Pushing the limit of layered transition metal oxides with heterolattice oxygen-mediated redox for capacitive deionization
Zehao Zhang, Xingtao Xu, Pin Ma, Yusuke Asakura, Zheng Wang, Yusuke Yamauchi, Haibo Li
Abstract
The use of transition metal oxides to achieve capacitive deionization (CDI) via salt adsorption is based mainly on cation electrochemistry. Activating anionic (oxygen) redox chemistry can enable additional salt adsorption on transition metal oxides, but most conventional lattice oxygen‒metal configurations require high voltages (>4 V) for activation and are prone to lattice oxygen loss. Here, we propose a heterolattice oxygen-mediated redox mechanism to activate oxygen (O2p) redox at <2 V by constructing a V2O5/V2CO2p heterostructure. Unlike the synthetic strategy based on excess Li/Na, we develop a barrier strategy based on an oxidative nucleophilic reaction using V2CFx as a precursor to induce the formation of heterolattice oxygen in V2O5/V2CO2p heterostructures.

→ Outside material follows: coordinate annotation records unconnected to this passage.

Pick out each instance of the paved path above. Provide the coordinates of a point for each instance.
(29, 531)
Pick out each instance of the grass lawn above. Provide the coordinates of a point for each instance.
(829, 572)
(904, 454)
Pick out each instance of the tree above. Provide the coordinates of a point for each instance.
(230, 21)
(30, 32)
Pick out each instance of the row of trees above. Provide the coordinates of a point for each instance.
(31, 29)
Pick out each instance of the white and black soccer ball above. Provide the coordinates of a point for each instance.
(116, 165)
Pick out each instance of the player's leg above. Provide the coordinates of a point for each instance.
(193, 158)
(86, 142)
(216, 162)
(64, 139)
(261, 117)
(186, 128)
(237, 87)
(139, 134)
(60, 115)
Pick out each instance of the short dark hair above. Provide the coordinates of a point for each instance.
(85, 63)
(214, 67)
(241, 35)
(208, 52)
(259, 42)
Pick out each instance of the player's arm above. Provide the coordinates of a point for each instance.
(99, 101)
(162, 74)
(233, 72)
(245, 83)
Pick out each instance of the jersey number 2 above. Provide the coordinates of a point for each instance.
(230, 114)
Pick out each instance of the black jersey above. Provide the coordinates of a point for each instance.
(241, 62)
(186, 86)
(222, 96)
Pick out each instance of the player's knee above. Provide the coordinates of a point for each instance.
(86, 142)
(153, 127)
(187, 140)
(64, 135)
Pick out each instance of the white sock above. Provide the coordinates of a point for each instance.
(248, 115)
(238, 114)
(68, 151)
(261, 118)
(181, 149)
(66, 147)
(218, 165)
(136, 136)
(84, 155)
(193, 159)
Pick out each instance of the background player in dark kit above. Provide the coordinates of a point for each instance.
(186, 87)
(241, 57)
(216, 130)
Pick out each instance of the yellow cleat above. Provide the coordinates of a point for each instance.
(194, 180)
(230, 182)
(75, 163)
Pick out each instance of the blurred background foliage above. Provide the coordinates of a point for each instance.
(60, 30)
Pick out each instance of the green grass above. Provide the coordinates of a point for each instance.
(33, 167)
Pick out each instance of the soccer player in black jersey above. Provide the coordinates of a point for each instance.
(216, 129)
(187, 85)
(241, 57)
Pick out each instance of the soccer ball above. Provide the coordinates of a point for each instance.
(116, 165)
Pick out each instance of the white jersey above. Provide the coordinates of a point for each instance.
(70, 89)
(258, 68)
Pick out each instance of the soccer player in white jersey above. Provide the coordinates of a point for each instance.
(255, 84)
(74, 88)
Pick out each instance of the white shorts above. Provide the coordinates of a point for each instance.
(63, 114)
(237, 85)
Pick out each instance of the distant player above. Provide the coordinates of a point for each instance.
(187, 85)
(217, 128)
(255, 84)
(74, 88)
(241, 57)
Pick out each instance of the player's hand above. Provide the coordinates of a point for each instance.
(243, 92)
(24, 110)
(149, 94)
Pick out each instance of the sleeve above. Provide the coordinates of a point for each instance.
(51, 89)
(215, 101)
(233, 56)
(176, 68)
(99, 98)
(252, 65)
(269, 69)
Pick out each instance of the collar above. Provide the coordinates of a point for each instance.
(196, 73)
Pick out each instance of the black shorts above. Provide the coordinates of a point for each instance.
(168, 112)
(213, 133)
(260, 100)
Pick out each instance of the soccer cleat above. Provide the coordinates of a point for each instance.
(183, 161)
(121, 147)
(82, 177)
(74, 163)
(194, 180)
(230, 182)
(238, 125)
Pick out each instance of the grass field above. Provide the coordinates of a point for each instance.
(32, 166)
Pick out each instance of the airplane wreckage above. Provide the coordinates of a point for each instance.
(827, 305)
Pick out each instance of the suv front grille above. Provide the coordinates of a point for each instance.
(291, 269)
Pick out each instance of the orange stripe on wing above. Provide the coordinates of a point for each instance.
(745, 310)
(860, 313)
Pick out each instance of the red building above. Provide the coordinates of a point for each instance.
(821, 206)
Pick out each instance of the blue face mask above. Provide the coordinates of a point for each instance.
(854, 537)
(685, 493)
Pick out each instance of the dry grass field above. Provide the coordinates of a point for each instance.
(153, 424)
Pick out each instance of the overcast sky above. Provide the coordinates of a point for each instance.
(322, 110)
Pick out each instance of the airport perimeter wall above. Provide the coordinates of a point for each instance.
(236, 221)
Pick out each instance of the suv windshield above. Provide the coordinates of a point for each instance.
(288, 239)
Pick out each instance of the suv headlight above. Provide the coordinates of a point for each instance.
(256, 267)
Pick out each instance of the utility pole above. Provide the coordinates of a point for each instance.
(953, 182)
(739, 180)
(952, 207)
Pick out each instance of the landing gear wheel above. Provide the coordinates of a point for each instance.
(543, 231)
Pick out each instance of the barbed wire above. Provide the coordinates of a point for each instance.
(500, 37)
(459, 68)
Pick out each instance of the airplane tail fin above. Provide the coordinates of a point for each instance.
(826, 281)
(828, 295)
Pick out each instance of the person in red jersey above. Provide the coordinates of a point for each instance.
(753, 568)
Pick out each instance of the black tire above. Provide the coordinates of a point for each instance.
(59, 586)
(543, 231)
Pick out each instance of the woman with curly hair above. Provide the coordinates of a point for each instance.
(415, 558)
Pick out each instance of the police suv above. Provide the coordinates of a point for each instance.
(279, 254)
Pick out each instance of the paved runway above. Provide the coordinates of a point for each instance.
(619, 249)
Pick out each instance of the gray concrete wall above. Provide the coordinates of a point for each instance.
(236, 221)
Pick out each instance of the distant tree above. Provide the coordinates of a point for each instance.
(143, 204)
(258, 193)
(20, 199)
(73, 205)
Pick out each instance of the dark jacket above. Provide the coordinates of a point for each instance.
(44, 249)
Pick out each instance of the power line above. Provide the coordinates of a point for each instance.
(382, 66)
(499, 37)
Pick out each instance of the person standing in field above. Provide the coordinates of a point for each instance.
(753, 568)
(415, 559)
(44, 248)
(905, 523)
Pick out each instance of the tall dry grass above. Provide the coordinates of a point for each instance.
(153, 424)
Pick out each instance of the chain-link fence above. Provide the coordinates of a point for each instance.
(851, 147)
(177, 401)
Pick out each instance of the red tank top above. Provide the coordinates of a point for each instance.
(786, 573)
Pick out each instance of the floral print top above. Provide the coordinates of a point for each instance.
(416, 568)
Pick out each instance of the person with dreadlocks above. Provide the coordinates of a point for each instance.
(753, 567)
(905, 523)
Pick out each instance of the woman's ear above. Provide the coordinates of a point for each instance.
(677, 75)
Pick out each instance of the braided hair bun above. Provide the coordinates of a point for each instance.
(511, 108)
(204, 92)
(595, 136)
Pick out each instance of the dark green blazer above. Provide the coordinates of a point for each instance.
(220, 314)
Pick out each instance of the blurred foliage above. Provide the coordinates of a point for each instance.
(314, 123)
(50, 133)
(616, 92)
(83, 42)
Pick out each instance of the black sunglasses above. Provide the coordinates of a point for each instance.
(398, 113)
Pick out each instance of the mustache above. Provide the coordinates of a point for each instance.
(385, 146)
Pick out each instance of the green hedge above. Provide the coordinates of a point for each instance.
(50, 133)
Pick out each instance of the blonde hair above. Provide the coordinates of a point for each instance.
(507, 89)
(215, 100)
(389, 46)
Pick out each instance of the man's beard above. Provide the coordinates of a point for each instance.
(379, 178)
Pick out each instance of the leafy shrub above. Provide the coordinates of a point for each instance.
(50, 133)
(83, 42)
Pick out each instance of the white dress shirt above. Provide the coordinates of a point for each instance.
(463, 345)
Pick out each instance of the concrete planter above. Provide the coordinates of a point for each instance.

Consequently, ultrahigh CDI performance is achieved, including a salt adsorption capacity of 185.8 mg g−1 at 1.4 V and a salt adsorption rate of 12.1 mg g−1 min−1, which exceed those of reported other faradaic materials. Further mechanistic studies reveal that the induced O2p electrons that dominate the Fermi level provide an additional pathway for electron movement, activating additional oxygen redox processes and forming a sodium-rich vanadate (Na4V2O7)/V2CO2p heterostructure. This strategy provides insights into the development of high-performance CDI materials with oxygen redox based on lattice oxygen‒metal configurations. Activation of lattice oxygen‒metal configurations in transition metal oxide-based capacitive deionization systems can enhance their performance but requires high voltages. Here the authors enhanced the capacitive deionization performance by developing a V2O5/V2CO2p heterostructure that can activate oxygen redox at low voltage (<2 V).